The Fed’s New York chief said new U.S. tariffs on China, Mexico and Canada are likely to lead to higher inflation if they stay in place long enough, but that the central bank will need more data to forecast the impact.
“Tariffs on consumer goods do feed into core prices, do filter into prices that consumers pay,” John C. Williams told the Bloomberg Invest conference in New York, a live-streamed event. Based on what the central bank knows today, it does anticipate some effects on prices later this year.
In the past, “we’ve seen a pretty high pass-through of tariffs” by businesses to customers, the Fed branch president said, adding, however, that businesses will initially want more information before making major decisions.
And while there was only a short-term boost to price gains during the 2018-2019 trade war, the situation was different then — there’d been a decade of almost no inflation, Williams said. Businesses feel they’ve since regained pricing power.
The effect of tariffs depends on yet-unknown factors including how long they’re in place and which other countries they’re applied to, Williams said. The Fed will be watching how changes in trade policy affect business, consumer confidence and employment growth, he added.

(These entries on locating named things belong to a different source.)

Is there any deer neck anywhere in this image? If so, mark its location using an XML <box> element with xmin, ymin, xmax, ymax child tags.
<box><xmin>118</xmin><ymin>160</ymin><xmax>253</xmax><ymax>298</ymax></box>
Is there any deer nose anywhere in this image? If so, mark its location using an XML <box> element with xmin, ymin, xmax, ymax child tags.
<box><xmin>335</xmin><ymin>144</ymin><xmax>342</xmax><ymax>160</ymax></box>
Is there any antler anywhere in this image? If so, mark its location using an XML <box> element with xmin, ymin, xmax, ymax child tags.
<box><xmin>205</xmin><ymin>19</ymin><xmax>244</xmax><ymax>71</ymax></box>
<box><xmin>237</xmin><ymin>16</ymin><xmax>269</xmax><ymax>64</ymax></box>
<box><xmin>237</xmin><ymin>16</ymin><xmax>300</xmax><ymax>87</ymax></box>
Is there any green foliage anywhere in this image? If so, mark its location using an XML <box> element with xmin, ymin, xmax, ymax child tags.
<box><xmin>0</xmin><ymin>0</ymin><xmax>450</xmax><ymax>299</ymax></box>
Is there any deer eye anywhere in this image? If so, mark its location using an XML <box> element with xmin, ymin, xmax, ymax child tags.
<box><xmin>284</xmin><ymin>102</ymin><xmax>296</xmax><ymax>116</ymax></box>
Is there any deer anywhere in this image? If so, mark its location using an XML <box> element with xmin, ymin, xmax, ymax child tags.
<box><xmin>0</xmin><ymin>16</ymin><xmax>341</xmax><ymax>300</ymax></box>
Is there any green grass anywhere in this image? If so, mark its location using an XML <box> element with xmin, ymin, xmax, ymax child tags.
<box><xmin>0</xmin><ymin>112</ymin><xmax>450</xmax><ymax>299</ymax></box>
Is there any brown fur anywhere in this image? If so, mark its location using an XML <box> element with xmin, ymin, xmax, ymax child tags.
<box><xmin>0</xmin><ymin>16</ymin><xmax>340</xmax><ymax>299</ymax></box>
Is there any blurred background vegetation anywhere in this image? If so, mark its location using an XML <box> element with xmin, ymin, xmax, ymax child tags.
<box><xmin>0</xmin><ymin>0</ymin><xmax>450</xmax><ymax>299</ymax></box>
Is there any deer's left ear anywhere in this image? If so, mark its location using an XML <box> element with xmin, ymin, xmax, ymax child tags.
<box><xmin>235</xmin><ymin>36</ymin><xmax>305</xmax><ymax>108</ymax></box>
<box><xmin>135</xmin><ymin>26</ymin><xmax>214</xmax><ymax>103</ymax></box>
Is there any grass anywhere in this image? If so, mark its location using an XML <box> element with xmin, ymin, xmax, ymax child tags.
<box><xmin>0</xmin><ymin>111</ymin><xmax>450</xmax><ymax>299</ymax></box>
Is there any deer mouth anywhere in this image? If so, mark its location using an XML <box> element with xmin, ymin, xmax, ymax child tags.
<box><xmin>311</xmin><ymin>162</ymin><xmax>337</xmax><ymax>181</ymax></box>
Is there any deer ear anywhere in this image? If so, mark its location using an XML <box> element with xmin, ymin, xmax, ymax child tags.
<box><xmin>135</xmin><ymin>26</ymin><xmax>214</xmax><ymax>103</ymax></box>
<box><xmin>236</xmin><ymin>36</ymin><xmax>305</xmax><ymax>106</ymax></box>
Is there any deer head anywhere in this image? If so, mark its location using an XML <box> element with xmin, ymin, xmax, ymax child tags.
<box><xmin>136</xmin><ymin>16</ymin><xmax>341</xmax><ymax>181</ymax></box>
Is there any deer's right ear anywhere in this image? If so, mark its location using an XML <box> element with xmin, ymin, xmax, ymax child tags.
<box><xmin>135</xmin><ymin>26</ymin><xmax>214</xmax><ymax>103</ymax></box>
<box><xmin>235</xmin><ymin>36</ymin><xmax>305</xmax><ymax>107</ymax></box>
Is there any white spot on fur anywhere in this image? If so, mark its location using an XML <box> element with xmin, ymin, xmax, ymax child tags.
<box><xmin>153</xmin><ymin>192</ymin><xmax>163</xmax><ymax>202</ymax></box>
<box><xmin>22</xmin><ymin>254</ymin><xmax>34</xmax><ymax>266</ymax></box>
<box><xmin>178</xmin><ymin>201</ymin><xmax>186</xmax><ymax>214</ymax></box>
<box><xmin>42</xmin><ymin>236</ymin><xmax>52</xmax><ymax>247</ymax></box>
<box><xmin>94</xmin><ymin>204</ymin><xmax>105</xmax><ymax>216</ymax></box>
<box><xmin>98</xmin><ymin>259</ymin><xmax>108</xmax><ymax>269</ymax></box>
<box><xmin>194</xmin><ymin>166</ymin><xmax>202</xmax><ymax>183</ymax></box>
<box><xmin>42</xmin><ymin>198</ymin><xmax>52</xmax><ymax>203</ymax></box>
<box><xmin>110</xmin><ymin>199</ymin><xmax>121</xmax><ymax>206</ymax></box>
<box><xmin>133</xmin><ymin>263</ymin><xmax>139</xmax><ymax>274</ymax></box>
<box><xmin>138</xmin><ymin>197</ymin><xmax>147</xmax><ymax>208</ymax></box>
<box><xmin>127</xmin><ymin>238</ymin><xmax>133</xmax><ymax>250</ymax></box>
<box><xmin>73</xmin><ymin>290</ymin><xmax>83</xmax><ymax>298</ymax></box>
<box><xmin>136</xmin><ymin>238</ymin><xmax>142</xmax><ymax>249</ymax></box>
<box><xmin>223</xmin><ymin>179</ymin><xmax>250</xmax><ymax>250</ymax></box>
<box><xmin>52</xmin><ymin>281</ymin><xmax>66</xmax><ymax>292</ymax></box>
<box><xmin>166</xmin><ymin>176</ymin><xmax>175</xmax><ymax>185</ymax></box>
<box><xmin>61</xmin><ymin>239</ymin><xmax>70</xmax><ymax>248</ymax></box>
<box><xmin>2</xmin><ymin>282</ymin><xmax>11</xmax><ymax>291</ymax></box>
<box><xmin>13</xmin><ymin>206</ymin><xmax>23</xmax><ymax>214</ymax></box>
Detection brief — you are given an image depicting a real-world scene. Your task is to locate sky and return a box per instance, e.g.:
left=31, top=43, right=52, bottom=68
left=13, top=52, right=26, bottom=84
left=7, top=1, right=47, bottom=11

“The tariffs are clearly influencing how people are thinking about inflation this year,” Williams said. “Clearly people are experiencing some higher prices.”
Regardless of what happens going forward, the U.S. economy and Fed policy are starting from a good place, with unemployment at about 4% and inflation gradually headed down toward the central bank’s 2% target, Williams said. That gives the Fed the flexibility to address uncertainty.
“The U.S. economy is amazingly dynamic, so you’re always operating in a changing environment,” Williams said. “In my 30 years at the Fed, I’ve been through many cycles.”
Williams defended central-bank independence, saying that global evidence shows that this produces better outcomes.